Two themes play through Gray’s “Ode on a Distant Prospect of Eton College.” The major theme is the inevitability of suffering, death, and unhappiness for humankind. Sad though the theme is, Gray tempers it with his own fatherlike concern in keeping this knowledge from the children. Because he knows that the “paradise” of their youth is brief, he tenderly allows them to enjoy it.
Related to this theme is a minor biblical one, the key to which is again paradise: the state of happiness before the Fall. As Gray watches the boys at Eton, he notes their health, hope, and joy. However, he reveals neither a desire to return to youth nor a disgust with adulthood. To Gray, the children are happy but deluded, and their delusions keep them happy until their growth to knowledge unveils the hardships and sadness of life. Both themes evolve from Gray’s philosophy of stoicism: that all life must be endured with fortitude, self-control, and restraint of feelings.

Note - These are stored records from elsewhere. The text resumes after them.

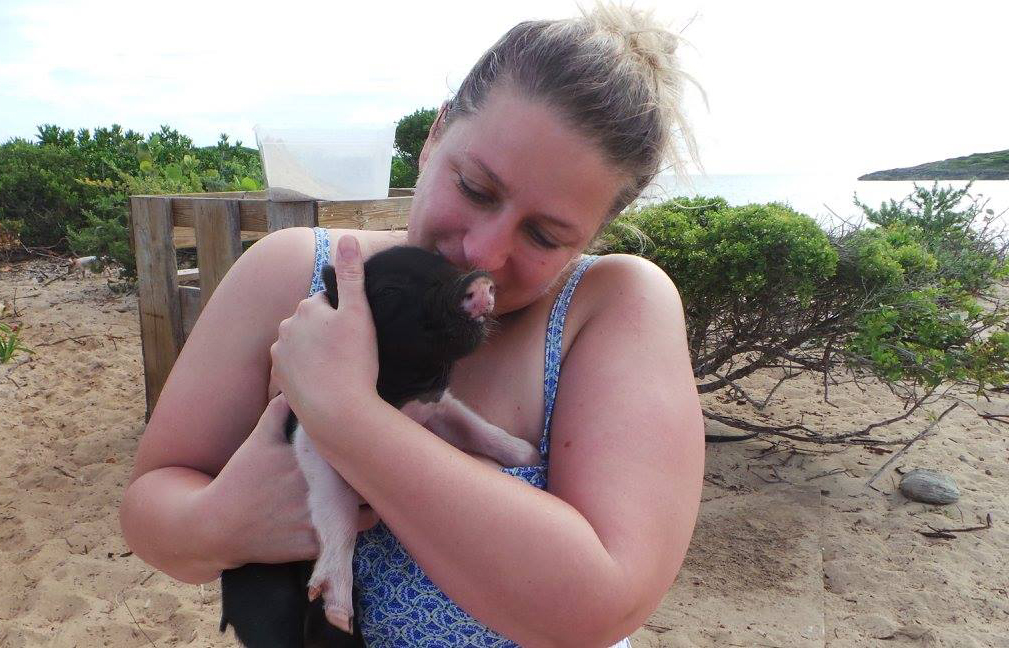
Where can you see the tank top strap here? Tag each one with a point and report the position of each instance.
(322, 257)
(555, 331)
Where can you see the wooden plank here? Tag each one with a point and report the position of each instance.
(388, 213)
(191, 306)
(253, 212)
(218, 244)
(157, 292)
(282, 215)
(185, 237)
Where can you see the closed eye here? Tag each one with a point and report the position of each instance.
(471, 194)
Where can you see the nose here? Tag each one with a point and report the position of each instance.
(487, 244)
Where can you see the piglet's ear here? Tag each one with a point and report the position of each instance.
(329, 281)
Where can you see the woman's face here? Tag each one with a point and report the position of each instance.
(512, 190)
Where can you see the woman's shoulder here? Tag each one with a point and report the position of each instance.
(615, 283)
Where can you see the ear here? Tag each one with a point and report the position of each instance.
(433, 133)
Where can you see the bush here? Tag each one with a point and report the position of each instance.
(765, 287)
(70, 190)
(40, 192)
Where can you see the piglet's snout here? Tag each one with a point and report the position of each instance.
(479, 299)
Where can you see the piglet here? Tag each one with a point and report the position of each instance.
(427, 315)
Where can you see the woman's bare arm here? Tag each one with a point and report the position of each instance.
(210, 404)
(587, 561)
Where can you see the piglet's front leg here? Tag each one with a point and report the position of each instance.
(454, 422)
(333, 506)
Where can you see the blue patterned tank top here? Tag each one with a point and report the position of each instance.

Gray’s concern with children, rural description, reflective imagination, and melancholy are tendencies that made him a forerunner of the English Romantic movement. Writing in the mid-eighteenth century, however, Gray was also one of the last English Augustan or neoclassic poets who used balanced poetic architecture, poetic diction and personification, and classical poetic types, and who tended toward the ethical and the didactic. Along with his great Elegy Written in a Country Churchyard (1751), the Eton College ode reveals Thomas Gray’s poetry as an important, strong, and beautiful bridge between two very different periods of English literature.